温泉ともみじを楽しもうと思って裏磐梯に出かけたのは2007年の10月末のことです。

あまりなじみがない地方でしたが、中旬ごろからネットでリサーチした結果、なかなか

“よさげ”なホテルが見つかり、さっそく予約を入れました。

ところが、その翌日、どういうコースで裏磐梯に入ろうかと、また、ネットをうろついて

いるときに、さらによさそうなホテルに出会ってしまったのです。ハハハ。

写真なども見くらべた結果として、あとのホテルを選択することにしました。

ここまでは、“よくある”ことだと思います。


その日のうちに、すぐキャンセルすれば問題はなかったのですが、昨日、予約したものを

今日、キャンセルするのは…とためらったのが失敗でした。

「少し、間をおいて」と先延ばしにしているうちに、忘れてしまい、気づいたのは出発の

4日前のことです。

「予定が変わったので」と、ありがちな理由をつけてキャンセルしました。

電話に出たホテルの人から「キャンセル料が発生しますが、よろしいでしょうか?」と

念を押されました。

これにについてもネットで調べてありましたから、当然、理解(覚悟)していました。


しかし、後日、送られてきた請求書を見て驚きました。

“覚悟”していた額の倍の数字が書き込まれていたのです。

4日前までのキャンセルは10%、3日前からは20%」と、ネットには書かれていました。

ネットを確認しましたが、記憶違いではありません。

どういうわけか、猛烈に頭にきました。ハハハ。


電話をかけて責任者を呼んでもらいました。

「これは20%ですよね?」

「はい、そうです」

4日前のキャンセルですから、10%じゃないんですか?」

「いいえ、20%でございます」

「おかしいですね。おたくのHPには10%と書いてありますよ」

「そんなはずはありません。チェックして、折り返し、電話をさせていただきます」

「いや、そこにHPをいているでしょう? 10%になってませんか?」


怒りはできるだけ抑えたつもりですが、声や調子にそれは出ていたかもしれません。

話しているうちに、妙にテンションも上がっていました。ハハハ。

相手はパソコンを確認しているのか、少し沈黙していましたが、やがて「申し訳ありません、

HPの更新が遅れているようです。現在は20%いただいているのです」

「それはおかしいじゃないですか?

もめるような金額じゃないから払うのはかまいませんよ。でも、HPの更新が遅れている

ことなど、客は分かりませんよ。こちらが年寄り(ネット予約ですから年齢も書き込んで

いました)だと思ってなめてるんですか?」

「いえ、そんなつもりはありません。

これは、私どものミスですので、改めて10%の請求書を遅らせていただきます」


…普段の私は決して“クレーマー”ではありません。ない“つもり”です。ハハハ。

このときも、一度予約したあと、もっといいところが見つかったからとキャンセルしたのは

こちらだという一種の“うしろめたさ”もあって、最後には払うつもりでいましたが、

相手の顔が見えない分、言い負かしてやろうという気持ちになっていたのは事実です。

思い出すと、恥ずかしい限りです。

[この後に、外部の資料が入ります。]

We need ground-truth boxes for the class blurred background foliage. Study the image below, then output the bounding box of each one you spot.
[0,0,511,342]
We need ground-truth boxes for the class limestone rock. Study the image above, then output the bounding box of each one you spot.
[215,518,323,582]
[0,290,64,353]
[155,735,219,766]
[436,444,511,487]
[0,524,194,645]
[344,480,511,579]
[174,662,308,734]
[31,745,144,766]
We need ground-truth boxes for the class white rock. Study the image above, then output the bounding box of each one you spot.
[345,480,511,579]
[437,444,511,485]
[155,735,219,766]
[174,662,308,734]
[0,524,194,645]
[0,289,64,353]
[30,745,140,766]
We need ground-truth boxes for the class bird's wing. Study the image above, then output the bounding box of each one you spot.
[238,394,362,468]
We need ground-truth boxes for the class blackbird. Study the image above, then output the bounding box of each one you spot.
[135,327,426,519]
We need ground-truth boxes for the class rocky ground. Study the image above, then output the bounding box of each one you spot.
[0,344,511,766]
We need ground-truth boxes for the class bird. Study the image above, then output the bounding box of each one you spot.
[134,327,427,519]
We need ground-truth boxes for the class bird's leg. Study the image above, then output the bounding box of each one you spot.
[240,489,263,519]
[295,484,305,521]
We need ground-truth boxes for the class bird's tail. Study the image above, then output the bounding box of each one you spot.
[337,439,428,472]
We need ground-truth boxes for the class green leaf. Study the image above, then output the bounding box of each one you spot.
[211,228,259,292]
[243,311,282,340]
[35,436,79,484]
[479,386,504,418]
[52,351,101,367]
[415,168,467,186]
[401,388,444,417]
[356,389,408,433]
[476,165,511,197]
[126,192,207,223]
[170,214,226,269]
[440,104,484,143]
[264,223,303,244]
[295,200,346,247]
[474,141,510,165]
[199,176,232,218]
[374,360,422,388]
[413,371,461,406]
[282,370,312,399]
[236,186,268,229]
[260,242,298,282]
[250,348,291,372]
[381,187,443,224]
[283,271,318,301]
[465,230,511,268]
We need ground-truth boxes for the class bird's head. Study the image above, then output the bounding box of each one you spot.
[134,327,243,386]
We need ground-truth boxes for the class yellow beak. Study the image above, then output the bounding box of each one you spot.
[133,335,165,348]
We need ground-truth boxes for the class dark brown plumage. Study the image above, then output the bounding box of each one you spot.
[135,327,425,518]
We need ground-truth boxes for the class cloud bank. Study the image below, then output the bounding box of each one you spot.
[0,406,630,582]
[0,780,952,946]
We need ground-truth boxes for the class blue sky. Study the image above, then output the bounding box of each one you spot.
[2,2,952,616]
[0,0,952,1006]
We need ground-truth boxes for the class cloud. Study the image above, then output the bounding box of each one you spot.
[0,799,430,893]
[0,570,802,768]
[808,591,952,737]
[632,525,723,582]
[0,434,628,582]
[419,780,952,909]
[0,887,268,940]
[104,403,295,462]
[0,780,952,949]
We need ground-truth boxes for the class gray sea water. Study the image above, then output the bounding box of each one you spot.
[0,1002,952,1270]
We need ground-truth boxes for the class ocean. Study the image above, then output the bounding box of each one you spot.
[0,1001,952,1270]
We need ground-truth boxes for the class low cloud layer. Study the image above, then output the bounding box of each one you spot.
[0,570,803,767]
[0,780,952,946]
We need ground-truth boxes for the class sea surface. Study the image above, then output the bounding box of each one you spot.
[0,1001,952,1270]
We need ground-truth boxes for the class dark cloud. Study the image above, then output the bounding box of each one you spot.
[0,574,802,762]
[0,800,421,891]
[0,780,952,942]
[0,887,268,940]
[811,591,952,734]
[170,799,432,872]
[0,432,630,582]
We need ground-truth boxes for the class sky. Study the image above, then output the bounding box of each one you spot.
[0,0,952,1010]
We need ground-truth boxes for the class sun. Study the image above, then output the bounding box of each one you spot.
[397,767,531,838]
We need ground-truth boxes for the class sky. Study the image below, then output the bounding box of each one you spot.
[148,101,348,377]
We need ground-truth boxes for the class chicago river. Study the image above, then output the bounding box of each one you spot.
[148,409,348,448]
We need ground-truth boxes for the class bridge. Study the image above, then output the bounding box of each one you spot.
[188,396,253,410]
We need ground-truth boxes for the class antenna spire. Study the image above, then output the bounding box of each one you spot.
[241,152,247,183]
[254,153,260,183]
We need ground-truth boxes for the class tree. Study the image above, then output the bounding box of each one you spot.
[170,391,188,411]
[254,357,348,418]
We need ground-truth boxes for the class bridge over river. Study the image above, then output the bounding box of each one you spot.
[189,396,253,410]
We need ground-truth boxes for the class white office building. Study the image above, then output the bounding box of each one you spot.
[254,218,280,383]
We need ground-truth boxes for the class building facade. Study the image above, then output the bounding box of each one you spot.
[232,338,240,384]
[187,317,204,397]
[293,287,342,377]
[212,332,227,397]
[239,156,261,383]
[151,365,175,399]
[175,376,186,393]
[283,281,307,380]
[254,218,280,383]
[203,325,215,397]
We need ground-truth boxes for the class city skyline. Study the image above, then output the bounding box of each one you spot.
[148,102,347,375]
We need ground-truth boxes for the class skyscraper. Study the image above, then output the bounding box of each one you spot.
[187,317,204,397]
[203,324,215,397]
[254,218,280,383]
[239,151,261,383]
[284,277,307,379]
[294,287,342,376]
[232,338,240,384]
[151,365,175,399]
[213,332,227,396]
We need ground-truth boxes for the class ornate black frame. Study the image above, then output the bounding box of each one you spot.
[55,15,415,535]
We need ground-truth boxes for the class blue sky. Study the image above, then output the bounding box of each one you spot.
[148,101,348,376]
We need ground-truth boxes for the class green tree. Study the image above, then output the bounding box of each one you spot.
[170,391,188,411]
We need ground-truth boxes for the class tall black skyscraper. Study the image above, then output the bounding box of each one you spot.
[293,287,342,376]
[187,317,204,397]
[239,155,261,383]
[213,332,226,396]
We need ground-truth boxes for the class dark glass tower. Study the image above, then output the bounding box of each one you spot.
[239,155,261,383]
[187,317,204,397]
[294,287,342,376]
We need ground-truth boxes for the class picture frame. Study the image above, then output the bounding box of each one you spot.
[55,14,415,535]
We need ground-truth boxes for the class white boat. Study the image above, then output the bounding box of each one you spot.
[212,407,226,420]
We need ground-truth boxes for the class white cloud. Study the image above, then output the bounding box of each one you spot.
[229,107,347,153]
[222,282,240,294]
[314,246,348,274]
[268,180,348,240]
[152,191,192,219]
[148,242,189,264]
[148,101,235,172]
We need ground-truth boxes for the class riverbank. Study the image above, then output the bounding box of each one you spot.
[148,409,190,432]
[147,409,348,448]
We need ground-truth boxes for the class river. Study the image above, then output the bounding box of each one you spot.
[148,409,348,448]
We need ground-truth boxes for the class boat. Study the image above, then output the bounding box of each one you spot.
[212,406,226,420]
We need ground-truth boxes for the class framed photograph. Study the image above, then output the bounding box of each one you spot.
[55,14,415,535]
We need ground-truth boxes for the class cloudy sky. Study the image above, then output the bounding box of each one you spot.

ハハハ。


後日、“10%”の請求書も送られて来ましたが、ほとんど同時ぐらいにホテルから電話が

かかってきました。

電話口の、責任者と思われる人は「こちらのミスで大変、不愉快な思いをさせてしまって

申し訳ありませんでした。請求書を送ったようですが、今回は完全にこちらのミスですので

キャンセル料はいただきません」と、ていねいな口調で言われました。

そのつもりはなかったのですが、“居丈高”になって、相手を責めた形になったことで

“あと味”は決していいものではありませんでした。


本来なら、この件はこれで一件落着です。このエントリーを書くこともなかったでしょう。


しかし、この数ヶ月、気にかかっていることがありました。

200710月は、結局、あとから予約したホテルにお世話になったのですが、その後、

2ヶ月おきぐらいのペースで、メールが来ていました。

「裏磐梯○○ホテル」という差出人の名前を目にしながら、私は、泊まったホテルからの

“リピート”を促すメールだと思い込んでいました。

しかし、先日きたメールをよく見ると、それは“キャンセルした”ホテルからのものだった

のです!


どういう気持ちで送って来るのかは分かりませんが、私に中で、どこか“ほっと”した

気分があるのはたしかです。いやな思いをしたに違いないのに…と思います。

あるいは、一度でも予約をすると自動的にパソコンに登録され、機械的にこういうメールが

送り出されることになっているのかもしれません。

しかし、私は、きっと何らかの“意志”があってのことだと思い、少し感動しています。


もう一度、裏磐梯に行く機会があったら、このホテルに泊まり、支配人の方と話をして

みたいものだと考えています。
by toruiwa2010 | 2009-04-24 11:20 | Comments(0)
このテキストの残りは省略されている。